Ela terminou de arrumar os botões e o colarinho da blusa até que ficasse perfeita, O nariz curto harmonizou com os lábios curvos sorridentes. Seguiu pelo corredor até a sala da diretoria e aguardou até que Annie, secretária de Alexander, terminasse de falar ao telefone.
― Bom dia, Nicole! ― Annie deu um sorriso refreado. ― O doutor Alexander pediu para a senhora aguardar.
― Annie, ele está em reunião? ― Nicole olhou de soslaio para a porta fechada. ― Eu posso voltar mais tarde.
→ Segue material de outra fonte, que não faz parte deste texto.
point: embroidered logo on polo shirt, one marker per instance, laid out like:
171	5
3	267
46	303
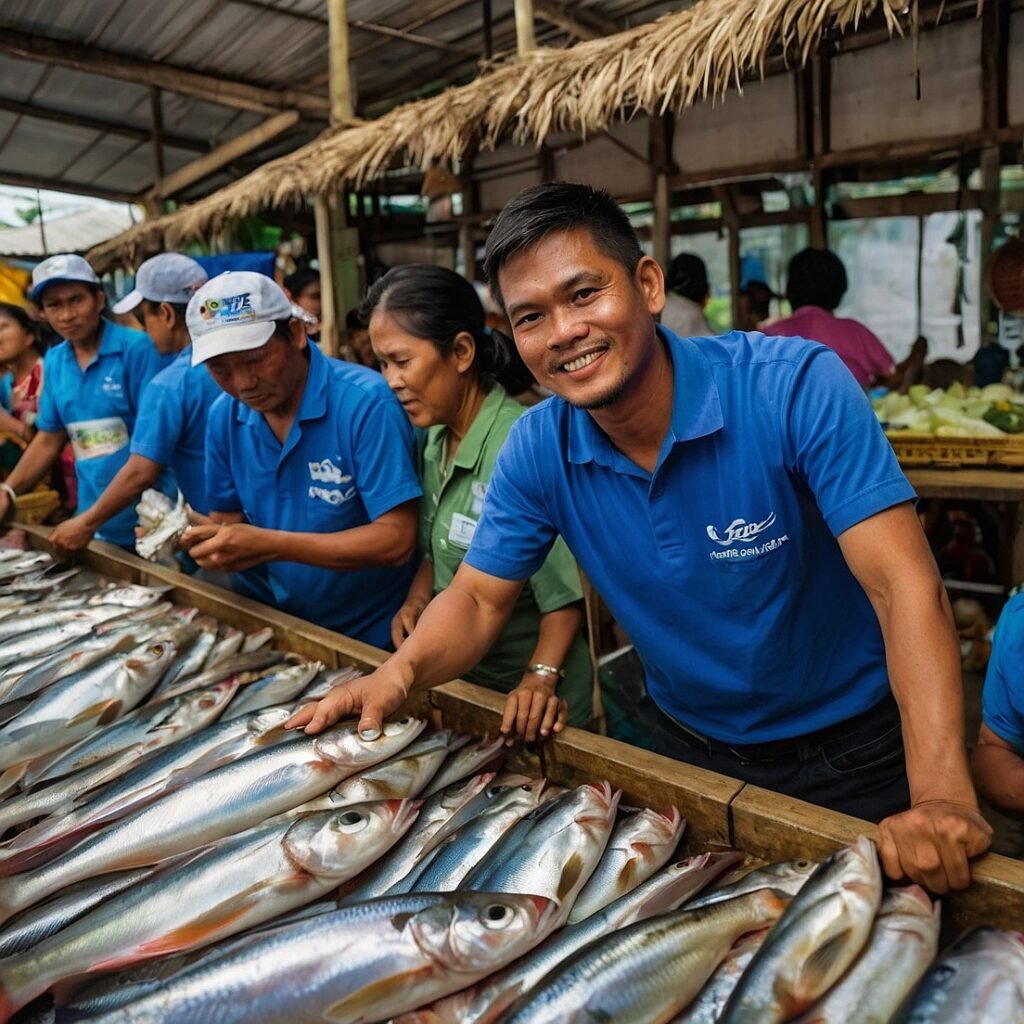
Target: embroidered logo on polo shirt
740	529
327	472
744	535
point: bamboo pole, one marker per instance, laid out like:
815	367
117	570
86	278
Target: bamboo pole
525	40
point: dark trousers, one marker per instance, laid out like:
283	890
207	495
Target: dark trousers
856	766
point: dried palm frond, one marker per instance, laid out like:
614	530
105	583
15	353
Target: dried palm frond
699	52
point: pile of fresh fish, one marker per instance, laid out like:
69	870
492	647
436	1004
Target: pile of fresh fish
172	854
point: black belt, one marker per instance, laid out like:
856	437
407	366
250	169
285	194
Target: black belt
803	748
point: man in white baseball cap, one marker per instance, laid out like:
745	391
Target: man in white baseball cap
170	430
310	471
93	382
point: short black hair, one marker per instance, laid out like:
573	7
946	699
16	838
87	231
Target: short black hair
297	282
559	206
436	304
688	276
816	278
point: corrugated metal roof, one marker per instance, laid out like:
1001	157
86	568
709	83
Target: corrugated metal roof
74	128
74	232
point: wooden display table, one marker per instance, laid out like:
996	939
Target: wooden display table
720	811
999	485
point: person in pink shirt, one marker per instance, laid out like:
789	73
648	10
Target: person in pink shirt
815	285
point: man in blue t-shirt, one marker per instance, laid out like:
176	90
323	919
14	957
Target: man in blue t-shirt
998	758
310	472
743	517
170	429
92	385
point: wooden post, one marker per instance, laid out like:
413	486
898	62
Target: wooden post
990	218
659	158
324	209
822	143
155	203
525	40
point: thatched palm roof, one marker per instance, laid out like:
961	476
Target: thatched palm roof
668	65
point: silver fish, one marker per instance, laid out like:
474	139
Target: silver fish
40	922
641	843
399	861
785	876
473	756
660	893
400	777
711	1000
158	775
445	866
247	667
147	728
235	885
647	972
980	980
280	684
903	942
554	850
818	938
95	696
221	803
367	963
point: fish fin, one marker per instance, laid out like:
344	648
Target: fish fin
363	1001
813	975
103	712
571	871
198	932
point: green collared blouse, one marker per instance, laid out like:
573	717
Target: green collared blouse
449	513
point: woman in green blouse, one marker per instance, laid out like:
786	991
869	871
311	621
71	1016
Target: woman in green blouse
427	330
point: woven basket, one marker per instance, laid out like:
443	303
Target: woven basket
36	506
927	450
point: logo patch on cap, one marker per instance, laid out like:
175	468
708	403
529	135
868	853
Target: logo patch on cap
229	309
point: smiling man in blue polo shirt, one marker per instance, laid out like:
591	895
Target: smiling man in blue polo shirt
310	472
741	513
92	388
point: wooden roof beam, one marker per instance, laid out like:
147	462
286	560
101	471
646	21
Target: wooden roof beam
95	124
228	92
224	155
75	188
583	26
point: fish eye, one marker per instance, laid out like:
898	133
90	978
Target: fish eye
351	821
496	916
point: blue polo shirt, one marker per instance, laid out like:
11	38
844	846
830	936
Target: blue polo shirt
171	425
98	407
1003	697
722	566
347	460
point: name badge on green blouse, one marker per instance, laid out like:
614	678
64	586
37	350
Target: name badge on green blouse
479	491
461	530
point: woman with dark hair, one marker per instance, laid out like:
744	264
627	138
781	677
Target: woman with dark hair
20	354
427	330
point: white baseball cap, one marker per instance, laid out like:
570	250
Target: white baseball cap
66	266
167	278
235	312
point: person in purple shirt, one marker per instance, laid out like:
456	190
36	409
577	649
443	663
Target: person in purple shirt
815	286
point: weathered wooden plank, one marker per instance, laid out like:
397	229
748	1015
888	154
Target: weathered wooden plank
577	757
766	825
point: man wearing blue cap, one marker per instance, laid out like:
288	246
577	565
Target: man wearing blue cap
170	429
309	472
94	380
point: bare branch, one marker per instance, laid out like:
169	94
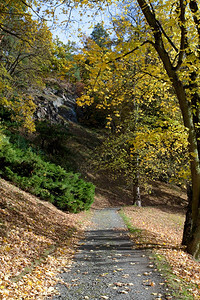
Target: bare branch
131	51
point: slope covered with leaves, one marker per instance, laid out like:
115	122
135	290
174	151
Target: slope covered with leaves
36	240
160	228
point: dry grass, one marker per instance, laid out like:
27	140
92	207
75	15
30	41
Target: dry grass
36	241
161	231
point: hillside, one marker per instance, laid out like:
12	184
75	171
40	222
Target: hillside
36	241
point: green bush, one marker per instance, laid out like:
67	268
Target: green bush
48	181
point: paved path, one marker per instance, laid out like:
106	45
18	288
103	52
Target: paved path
107	267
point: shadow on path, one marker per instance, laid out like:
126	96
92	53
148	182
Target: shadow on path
107	267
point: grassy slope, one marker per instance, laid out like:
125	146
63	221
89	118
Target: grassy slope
37	239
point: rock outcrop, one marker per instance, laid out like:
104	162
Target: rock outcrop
56	102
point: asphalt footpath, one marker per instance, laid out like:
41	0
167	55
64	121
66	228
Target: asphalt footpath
106	265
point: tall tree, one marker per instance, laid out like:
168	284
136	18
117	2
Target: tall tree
170	29
180	56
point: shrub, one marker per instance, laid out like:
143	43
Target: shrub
46	180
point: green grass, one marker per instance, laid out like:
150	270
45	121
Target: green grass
178	288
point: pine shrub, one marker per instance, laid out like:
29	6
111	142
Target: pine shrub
46	180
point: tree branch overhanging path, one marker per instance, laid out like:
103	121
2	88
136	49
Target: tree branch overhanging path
192	229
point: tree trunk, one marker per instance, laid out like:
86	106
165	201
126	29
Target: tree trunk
192	226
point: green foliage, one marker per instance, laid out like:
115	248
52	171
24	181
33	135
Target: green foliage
48	181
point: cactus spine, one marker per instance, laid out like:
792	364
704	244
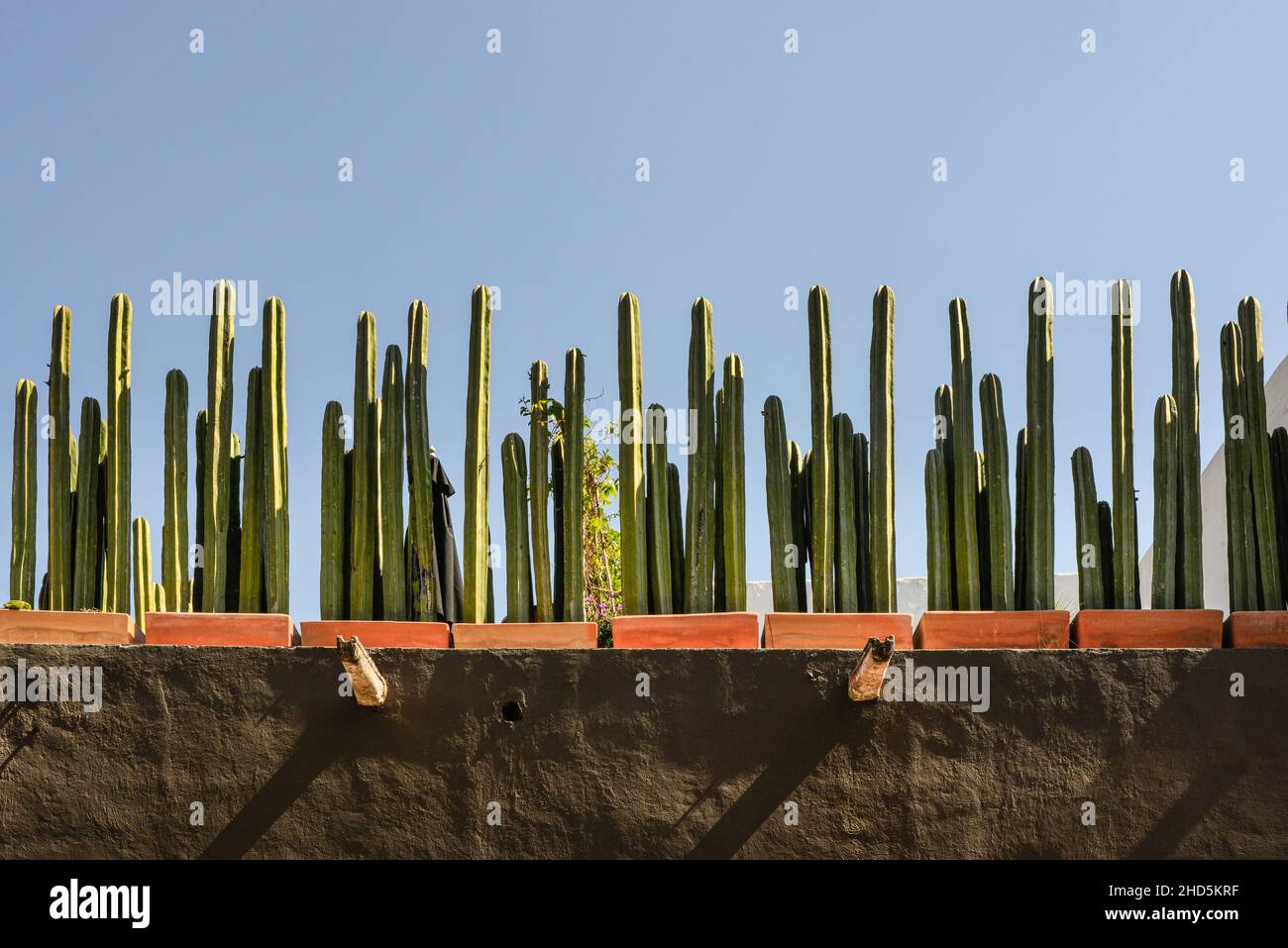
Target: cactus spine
477	576
822	471
881	492
1086	509
784	558
1185	390
699	513
1163	592
331	582
1122	429
218	460
539	491
1258	455
393	563
275	485
22	556
658	513
518	566
1039	462
997	493
631	500
116	594
733	464
574	476
364	556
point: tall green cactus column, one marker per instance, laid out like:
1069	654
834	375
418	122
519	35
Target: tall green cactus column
733	466
331	581
574	478
518	565
218	460
116	595
965	474
1185	390
822	469
366	458
784	558
1163	592
999	493
631	500
59	481
420	497
1039	460
1240	528
884	579
1258	455
391	459
1086	518
22	556
174	526
1122	429
477	410
275	483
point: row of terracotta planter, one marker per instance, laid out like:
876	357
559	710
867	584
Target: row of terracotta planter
936	630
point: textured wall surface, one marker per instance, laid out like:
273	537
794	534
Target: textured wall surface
702	767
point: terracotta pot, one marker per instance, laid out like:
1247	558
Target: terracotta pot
698	630
47	627
524	635
836	629
1146	629
218	629
375	634
1029	629
1256	630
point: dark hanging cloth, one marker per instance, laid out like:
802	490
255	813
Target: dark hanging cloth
449	605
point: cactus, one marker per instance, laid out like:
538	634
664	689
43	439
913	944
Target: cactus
393	563
116	595
939	554
1163	588
1185	390
252	558
1258	455
219	429
822	469
844	527
364	556
1122	429
881	491
784	561
85	572
699	515
518	565
1001	590
1086	517
145	590
1240	526
22	556
539	489
574	475
1039	460
477	407
733	464
331	579
965	474
275	485
661	583
863	523
174	526
631	500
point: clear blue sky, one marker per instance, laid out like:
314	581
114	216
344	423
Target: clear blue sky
518	170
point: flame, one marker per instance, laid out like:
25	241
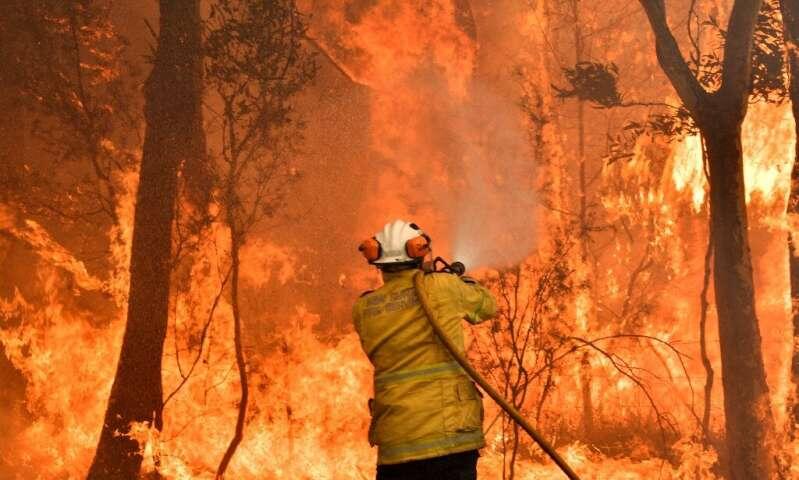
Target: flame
448	147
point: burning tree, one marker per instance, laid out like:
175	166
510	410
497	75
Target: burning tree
174	136
256	64
718	115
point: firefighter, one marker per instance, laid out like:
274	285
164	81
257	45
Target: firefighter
427	415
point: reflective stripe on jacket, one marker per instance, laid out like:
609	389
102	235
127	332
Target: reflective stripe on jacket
425	405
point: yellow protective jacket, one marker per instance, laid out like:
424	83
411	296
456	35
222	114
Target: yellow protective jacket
424	405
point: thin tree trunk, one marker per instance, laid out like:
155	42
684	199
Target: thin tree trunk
748	418
709	373
790	16
587	421
704	305
174	134
241	363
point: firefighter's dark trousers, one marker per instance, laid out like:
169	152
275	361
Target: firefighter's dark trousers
458	466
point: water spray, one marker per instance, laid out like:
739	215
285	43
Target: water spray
458	268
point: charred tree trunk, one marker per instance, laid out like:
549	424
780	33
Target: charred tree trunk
748	418
241	361
174	134
719	114
790	17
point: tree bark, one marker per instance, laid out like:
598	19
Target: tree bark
748	418
174	135
747	407
790	17
241	361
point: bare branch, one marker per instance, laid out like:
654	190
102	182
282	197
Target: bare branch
736	75
671	59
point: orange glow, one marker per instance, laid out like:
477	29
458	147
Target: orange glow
440	134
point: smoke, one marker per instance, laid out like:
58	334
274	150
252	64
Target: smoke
492	211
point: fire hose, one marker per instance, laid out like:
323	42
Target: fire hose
491	391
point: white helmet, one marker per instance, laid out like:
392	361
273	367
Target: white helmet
399	242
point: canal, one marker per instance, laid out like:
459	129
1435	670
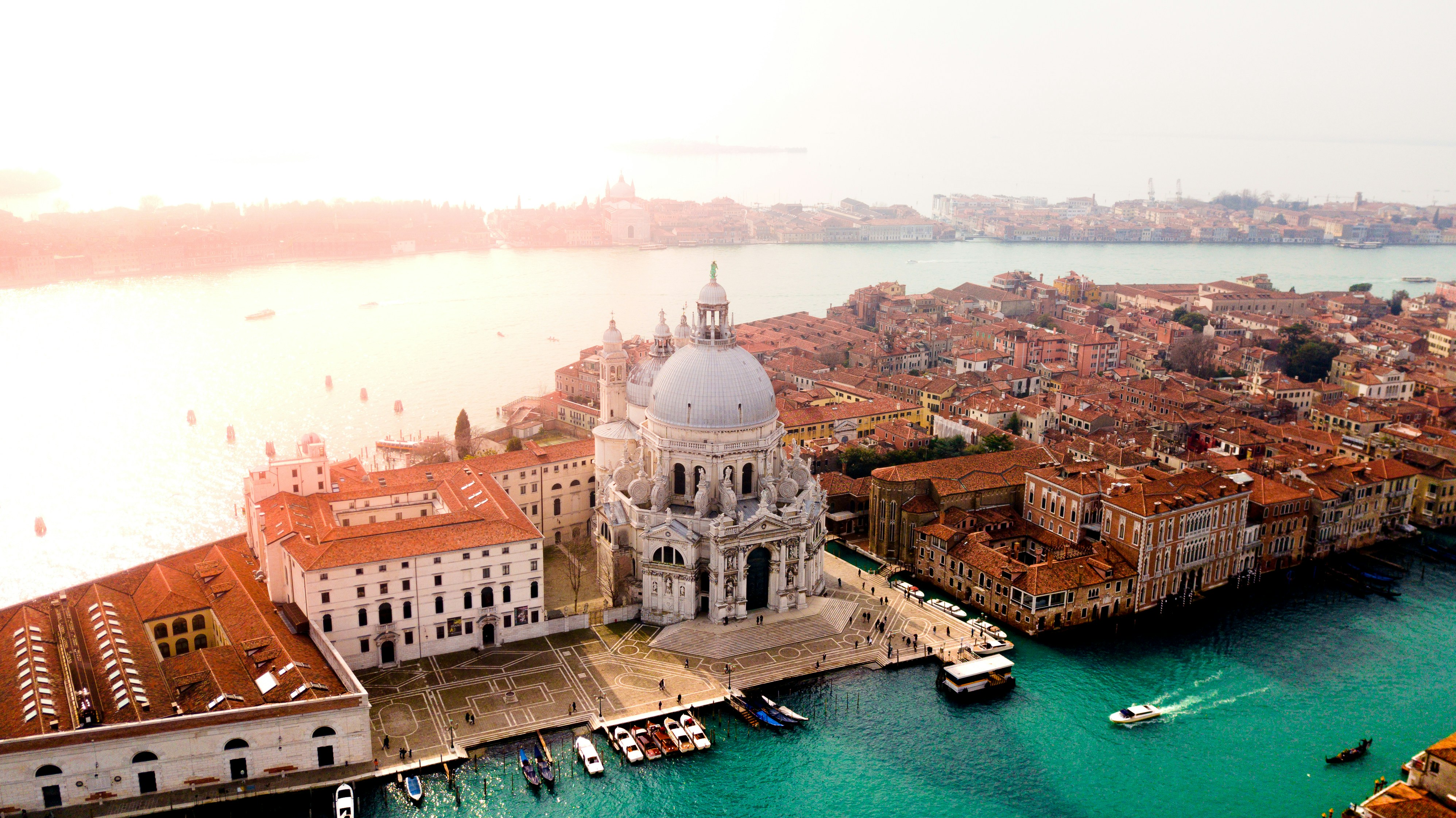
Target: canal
1259	687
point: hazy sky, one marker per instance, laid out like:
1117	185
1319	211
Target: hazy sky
895	101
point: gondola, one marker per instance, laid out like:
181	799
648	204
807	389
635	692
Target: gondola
1350	755
529	769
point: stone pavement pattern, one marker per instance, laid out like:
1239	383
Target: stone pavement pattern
624	669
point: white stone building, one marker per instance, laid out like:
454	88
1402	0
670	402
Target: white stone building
701	513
― Não, foi a mãe dele que apareceu de surpresa. ― A secretária ciciou como se contasse um segredo. ― Elas chegaram um pouco antes da senhora aparecer.
― Elas?
― A doutora Dufour acompanhou a madame Louise.
― Entendi!
Nicole olhou para a pasta de couro preta na mão quando a porta se abriu. Louise saiu com nariz empinado na companhia de Isabella.
― Bom dia, Nicole! ― Isabella revelou os dentes brilhantes.
― Bom dia, doutora Dufour! ― Elevou os olhos para Louise que saía da sala da diretoria. ― Bom dia, madame!
― Bom dia! ― respondeu, o tom seco de Louise. ― Vamos Isabella, eu tenho mais o que fazer.
― Isabella, eu espero que você resolva seus problemas nos dias da sua folga. ― Alexander apareceu na porta. ― Na próxima vez, marque os seus compromissos no dia em que você não estiver de plantão.
― É rápido! ― Isabella confrontou Alexander.
― Assim espero! ― Alexander olhou para a secretária que estava atenta aos e-mails na tela do computador: ― Annie, a partir de agora eu só atenderei as pessoas agendadas.
― Desculpe, doutor! A madame Louise passou direto por mim e entrou sem anunciar.
Isabella andou até a porta da recepção, antes de atravessar, olhou de Alexander para Nicole.
― Ah, Nicky! Eu já estava esquecendo ― fitou o olhar frio de Alexander antes de continuar ― Dr. Kim fez algumas perguntas sobre você.
― Vamos Isabella! Estamos atrasadas! ― Louise se apressou.
― Até mais! ― Isabella acenou com a mão.
A testa estava franzida no rosto com o queixo marcado. Alexander não estava satisfeito com a proximidade entre Louise e Isabella.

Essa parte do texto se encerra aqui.